それにしても光のもとが辿れないだけに不気味な光景だ。影はますます揺れ、蠢き、激しく波打って…
やがて地面から剥がれ、起き上がった。
そして頭からふたつに割れ、ふたりぶんの影になる。
ひとつは自分の影だとすぐにわかった。ふたつの影は向かい合って立っている。もうひとつの影は…
「チャンミン」
ぼくの名前を呼ぶ、聴き慣れた声。うるさくて鬱陶しい、だけどいつまでも聴いていられる不思議な掠れ声。
ヒョン、と名前を呼ぼうとして、口から空気が漏れていくことに気づく。
話しかけられないのか…。影は影としか会話できないのかもしれない。
「ごめんね」
いつになく盬らしいなぁ…何がごめんなの?
しかし影とはいえ他の存在がいてくれることに、なんだかほっとした。
いつもあなたはそばにいてくれるんですね。ぼくが不安なときは…
ふっと世界が開ける。ぼくは眩しさに目を細める。刺すような照明、悲鳴みたいな歓声、夥しい数のペンライト。

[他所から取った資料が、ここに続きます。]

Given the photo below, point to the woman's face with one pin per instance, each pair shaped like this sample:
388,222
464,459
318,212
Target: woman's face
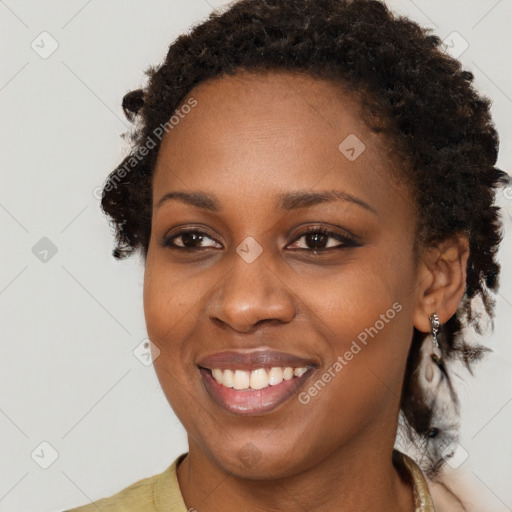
258,162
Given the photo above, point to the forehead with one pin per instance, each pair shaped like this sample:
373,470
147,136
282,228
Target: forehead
270,131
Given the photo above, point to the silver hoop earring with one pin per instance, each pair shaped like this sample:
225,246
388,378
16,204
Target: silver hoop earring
435,326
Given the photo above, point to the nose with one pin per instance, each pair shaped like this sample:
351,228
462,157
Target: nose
251,294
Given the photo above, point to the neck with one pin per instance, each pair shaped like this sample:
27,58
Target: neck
357,477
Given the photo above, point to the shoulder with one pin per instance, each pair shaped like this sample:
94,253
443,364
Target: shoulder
151,494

ああ、ぼくらが夢見る未来ですよ。眩しいですね…ヒョン?
ぼくは影を見失ったかと思って横を見た。ふたつの影は袖の裏で寄り添って、手を繋いでいる。さっきみたいに動く気配はなく、まるでひとつの絵のように、とまってしまった。
そういえばここは時間がとまっているみたいだ。手を伸ばせば届きそうに近い、ぼくらが夢見る未来。
さっきの盬らしい声が頭に残って、静かなライブ会場に響き渡る。
ごめんね。
あの影はぼくよりちいさくて、頼りなく揺れていた。
チャンミン。ごめんね。
あの人の細い肩が震える。
何が言いたいの?はっきり言ってよ。
わけのわからない苛立ちが頭を襲う。
こんなの、どうせいつものことだ。すぐ終わるんだ。今だけ…こんなにつらいのも、哀しいのも、切ないのも今だけ。